This is a quickstart guide for recreating the EMNLP 2013 or ACL 2014 system.
These commands will download necessary resources (choose emnlp2013 or acl2014 or both):
./download-dependencies core
./download-dependencies emnlp2013
./download-dependencies acl2014
./download-dependencies fullfreebase_vdb
See README.md
for other requirements SEMPRE depends on
(JDK 7 and Ruby).
Freebase is stored in a database called virtuoso. These commands will
install a copy of it. Make sure to execute the git checkout tags/v7.0.0
to ensure you have a compatible version of virtuoso (instead of the most
recent version).
# For Ubuntu, make sure these dependencies are installed
sudo apt-get install -y automake gawk gperf libtool bison flex libssl-dev
# Clone into sempre folder
git clone https://github.com/openlink/virtuoso-opensource
cd virtuoso-opensource
git checkout tags/v7.0.0
./autogen.sh
./configure --prefix=$PWD/install
make
make install
cd ..
This will start the virtuoso database on localhost:3093
and import freebase:
./scripts/virtuoso start lib/freebase/93.exec/vdb 3093
First make sure you have compiled sempre by running make
.
Create a file called testinput
that has your test questions in this format:
(example (utterance "what states make up the midwest us?") (targetValues (description "")))

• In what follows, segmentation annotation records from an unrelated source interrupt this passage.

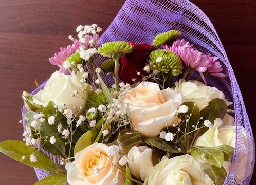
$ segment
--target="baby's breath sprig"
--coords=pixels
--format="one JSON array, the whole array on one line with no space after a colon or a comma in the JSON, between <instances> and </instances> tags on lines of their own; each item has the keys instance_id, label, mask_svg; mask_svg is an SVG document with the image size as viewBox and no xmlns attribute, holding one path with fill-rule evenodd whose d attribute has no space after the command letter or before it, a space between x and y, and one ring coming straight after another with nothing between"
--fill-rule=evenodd
<instances>
[{"instance_id":1,"label":"baby's breath sprig","mask_svg":"<svg viewBox=\"0 0 256 185\"><path fill-rule=\"evenodd\" d=\"M115 63L115 82L117 90L119 90L118 72L119 70L119 59L133 50L133 45L125 41L112 41L103 44L98 52L102 56L112 58Z\"/></svg>"}]
</instances>

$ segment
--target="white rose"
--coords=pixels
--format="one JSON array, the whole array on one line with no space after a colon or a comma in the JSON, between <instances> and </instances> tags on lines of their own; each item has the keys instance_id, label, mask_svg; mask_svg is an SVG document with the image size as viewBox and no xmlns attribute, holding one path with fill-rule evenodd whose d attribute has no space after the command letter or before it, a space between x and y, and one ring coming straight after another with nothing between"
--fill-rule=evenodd
<instances>
[{"instance_id":1,"label":"white rose","mask_svg":"<svg viewBox=\"0 0 256 185\"><path fill-rule=\"evenodd\" d=\"M102 143L94 143L76 154L75 161L67 169L67 181L70 185L112 185L116 178L122 185L125 174L119 168L118 153L108 156L109 147Z\"/></svg>"},{"instance_id":2,"label":"white rose","mask_svg":"<svg viewBox=\"0 0 256 185\"><path fill-rule=\"evenodd\" d=\"M85 108L88 94L91 90L89 85L80 81L83 79L83 74L84 72L78 72L68 76L56 71L44 89L33 96L33 101L39 105L43 105L51 101L60 106L65 104L66 107L71 109L75 115L79 112L78 115L79 116ZM72 96L75 90L77 94ZM74 108L75 106L77 108ZM80 107L83 108L80 109Z\"/></svg>"},{"instance_id":3,"label":"white rose","mask_svg":"<svg viewBox=\"0 0 256 185\"><path fill-rule=\"evenodd\" d=\"M195 145L214 147L225 144L235 148L236 136L235 125L234 118L228 114L225 115L222 120L216 118L214 120L214 126L198 138ZM239 131L239 139L236 140L236 145L239 148L239 152L237 153L234 163L232 164L232 169L236 172L239 179L242 180L249 176L252 172L251 166L249 167L247 171L245 170L248 161L251 164L253 160L253 150L251 149L247 154L247 149L248 145L251 149L253 148L253 141L251 136L243 126L239 126L237 129ZM225 169L228 171L229 168L226 166Z\"/></svg>"},{"instance_id":4,"label":"white rose","mask_svg":"<svg viewBox=\"0 0 256 185\"><path fill-rule=\"evenodd\" d=\"M122 100L125 107L129 104L133 128L153 137L176 122L175 115L182 97L170 88L160 90L156 83L142 82L131 89Z\"/></svg>"},{"instance_id":5,"label":"white rose","mask_svg":"<svg viewBox=\"0 0 256 185\"><path fill-rule=\"evenodd\" d=\"M201 164L186 154L164 158L146 179L147 185L213 185L214 182L204 171Z\"/></svg>"},{"instance_id":6,"label":"white rose","mask_svg":"<svg viewBox=\"0 0 256 185\"><path fill-rule=\"evenodd\" d=\"M133 175L145 180L154 168L152 149L146 146L133 147L128 152L128 165Z\"/></svg>"},{"instance_id":7,"label":"white rose","mask_svg":"<svg viewBox=\"0 0 256 185\"><path fill-rule=\"evenodd\" d=\"M232 104L225 98L223 92L217 88L205 85L197 81L186 82L184 79L180 79L175 82L175 89L181 94L183 102L193 102L200 110L208 106L209 102L215 98L223 99L228 106Z\"/></svg>"},{"instance_id":8,"label":"white rose","mask_svg":"<svg viewBox=\"0 0 256 185\"><path fill-rule=\"evenodd\" d=\"M225 122L224 122L224 121ZM234 118L226 114L222 120L216 118L214 126L200 136L196 143L196 146L216 147L223 144L235 147L235 123Z\"/></svg>"}]
</instances>

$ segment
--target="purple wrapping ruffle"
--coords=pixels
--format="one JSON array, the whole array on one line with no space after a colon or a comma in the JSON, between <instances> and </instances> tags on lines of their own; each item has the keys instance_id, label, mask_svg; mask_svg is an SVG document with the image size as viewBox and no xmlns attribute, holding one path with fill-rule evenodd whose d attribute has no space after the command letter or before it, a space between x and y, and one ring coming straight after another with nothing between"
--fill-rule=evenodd
<instances>
[{"instance_id":1,"label":"purple wrapping ruffle","mask_svg":"<svg viewBox=\"0 0 256 185\"><path fill-rule=\"evenodd\" d=\"M240 182L248 185L254 165L255 145L246 109L234 72L218 34L211 21L197 6L188 0L126 0L99 41L105 43L124 40L151 44L156 34L171 29L180 31L181 37L194 43L194 46L199 51L217 57L229 74L226 78L210 76L206 80L209 85L223 91L226 98L234 102L236 147L232 165L225 184L236 184L238 180L235 177L239 175L242 177ZM99 57L99 59L101 62L103 58ZM195 78L195 76L190 77L191 79ZM113 83L112 77L103 76L103 79L108 85ZM43 84L41 87L44 85ZM38 90L35 89L32 94ZM26 111L23 107L23 116ZM242 138L246 138L245 144L239 142ZM246 156L243 154L245 150ZM42 151L58 162L58 157L43 149ZM45 170L35 169L35 171L39 180L50 175Z\"/></svg>"}]
</instances>

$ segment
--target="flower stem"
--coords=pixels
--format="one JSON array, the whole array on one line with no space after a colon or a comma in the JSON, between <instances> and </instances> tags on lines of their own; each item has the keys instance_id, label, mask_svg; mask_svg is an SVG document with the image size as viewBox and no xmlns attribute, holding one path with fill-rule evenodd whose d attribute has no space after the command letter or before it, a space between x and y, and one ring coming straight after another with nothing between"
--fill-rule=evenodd
<instances>
[{"instance_id":1,"label":"flower stem","mask_svg":"<svg viewBox=\"0 0 256 185\"><path fill-rule=\"evenodd\" d=\"M166 89L170 86L172 82L173 76L171 71L169 71L167 74L163 73L162 75L164 79L163 88Z\"/></svg>"},{"instance_id":2,"label":"flower stem","mask_svg":"<svg viewBox=\"0 0 256 185\"><path fill-rule=\"evenodd\" d=\"M188 75L189 75L190 72L190 70L188 68L187 68L186 69L185 72L183 74L182 79L186 79L186 78L187 78L187 77L188 76Z\"/></svg>"},{"instance_id":3,"label":"flower stem","mask_svg":"<svg viewBox=\"0 0 256 185\"><path fill-rule=\"evenodd\" d=\"M119 62L118 59L113 59L115 61L115 83L116 84L116 88L117 91L119 90L119 82L118 81L118 72L119 71Z\"/></svg>"}]
</instances>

(example (utterance "what is the capital of france?") (targetValues (description "Paris")))
Then run this command to test the default trained system on those two examples:
./sempre @mode=train \
@domain=webquestions \
@sparqlserver=localhost:3093 \
@cacheserver=local \
-Learner.maxTrainIters 0 \
-Dataset.inPaths test:testinput \
-Builder.inParamsPath lib/models/15.exec/params \
-Grammar.inPaths lib/models/15.exec/grammar \
-Dataset.readLispTreeFormat true
This run should take about a minute or two. This will save the output to
state/execs/$N.exec/log
where $N
is some number. The current system should
get the first example wrong and the second one correct.
Alternatively, you can launch an interactive shell to test out the system:
./sempre @mode=interact \
@domain=webquestions \
@sparqlserver=localhost:3093 \
@cacheserver=local \
@load=15\
@executeTopOnly=0
This command will train the EMNLP 2013 system on the WebQuestions dataset. It takes a little over three days to complete.
./sempre @mode=train \
@sparqlserver=localhost:3093 \
@domain=webquestions \
@cacheserver=local
This command will train the ACL 2014 system on the WebQuestions dataset. It takes about 24 hours to complete.
./parasempre @mode=train \
@sparqlserver=localhost:3093 \
@domain=webquestions \
@cacheserver=local
Alternatively, you can sanity check the system on the Free917 dataset by
setting @domain=free917
. This should about an hour to complete.